I'm not sure what documentation you are reading, because the link you give explicitly says that the default constructor accepts other list-like objects (one of which is a list of lists).
In [6]: pandas.DataFrame([['a', 1], ['b', 2]])
Out[6]:
0 1
0 a 1
1 b 2
[2 rows x 2 columns]
In [7]: t = pandas.DataFrame([['a', 1], ['b', 2]])
In [8]: t.to_dict()
Out[8]: {0: {0: 'a', 1: 'b'}, 1: {0: 1, 1: 2}}
Notice that I use to_dict at the end, rather than trying to get back the original list of lists. This is because it is an ill-posed problem to get the list arguments back (unless you make an overkill decorator or something to actually store the ordered arguments that the constructor was called with).
The reason is that a pandas DataFrame, by default, is not an ordered data structure, at least in the column dimension. You could have permuted the order of the column data at construction time, and you would get the "same" DataFrame.
Since there can be many differing notions of equality between two DataFrame (e.g. same columns even including type, or just same named columns, or some columns and in same order, or just same columns in mixed order, etc.) -- pandas defaults to trying to be the least specific about it (Python's principle of least astonishment).
So it would not be good design for the default or built-in constructors to choose an overly specific idea of equality for the purposes of returning the DataFrame back down to its arguments.

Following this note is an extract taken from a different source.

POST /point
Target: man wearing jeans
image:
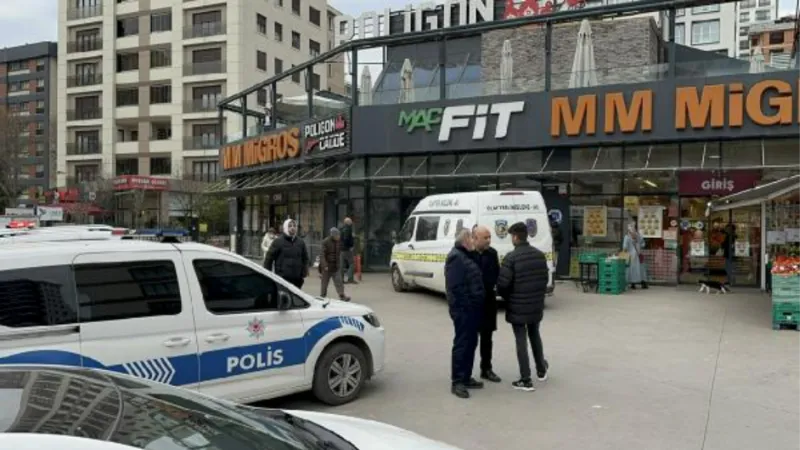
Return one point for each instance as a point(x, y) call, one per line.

For that reason, using to_dict is better since the resulting keys will encode the column information, and you can choose to check for column types or ordering however you want to for your own application. You can even discard the keys by iterating the dict and simply pumping the contents into a list of lists if you really want to.
In other words, because order might not matter among the columns, the "inverse" of the list-of-list constructor maps backwards into a bigger set, namely all the permutations of the same column data. So the inverse you're looking for is not well-defined without assuming more structure -- and casual users of a DataFrame might not want or need to make those extra assumptions to get the invertibility.
As mentioned elsewhere, you should use DataFrame.equals to do equality checking among DataFrames. The function has many options that allow you specify the specific kind of equality testing that makes sense for your application, while leaving the default version as a reasonably generic set of options.